On Fri, Jan 09, 2026 at 03:59:00PM +0000, Fuad Tabba wrote: > On Tue, 23 Dec 2025 at 01:22, Mark Brown <[email protected]> wrote:
> > +
> > +#define vcpu_cur_sve_vl(vcpu) (vcpu_in_streaming_mode(vcpu) ? \
> > + vcpu_sme_max_vl(vcpu) :
> > vcpu_sve_max_vl(vcpu))
> nit: This isn't really the current VL, but the current max VL. That
> said, I don't think 'cur_max` is a better name. Maybe a comment or
> something?
It is the current VL for the hypervisor and what we present to
userspace, EL1 can reduce the VL that it sees to something lower if the
hardware supports that but as far as the hypervisor is concerned the VL
is always whatever is configured at EL2. We can obviously infer what
the guest is doing internally but we never really interact with it. The
existing code doesn't really have a concept of current VL since with SVE
only the hypervisor set VL is always the SVE VL, it often refers to the
maximum VL when it means the VL the hypervisor works with.
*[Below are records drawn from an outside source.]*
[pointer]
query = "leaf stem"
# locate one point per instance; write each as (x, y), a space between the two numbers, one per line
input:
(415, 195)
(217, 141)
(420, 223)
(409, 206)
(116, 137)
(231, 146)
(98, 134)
> > + if (WARN_ON(vcpu->arch.sve_state || vcpu->arch.sme_state))
> > + return -EINVAL;
> > +
> Can this ever happen? kvm_arm_vcpu_vec_finalized() is checked above,
> and vcpu->arch.{sve,sme}_state are only assigned in
> kvm_vcpu_finalize_vec() immediately before setting the finalized flag.
I don't expect it to, hence why it's a WARN_ON.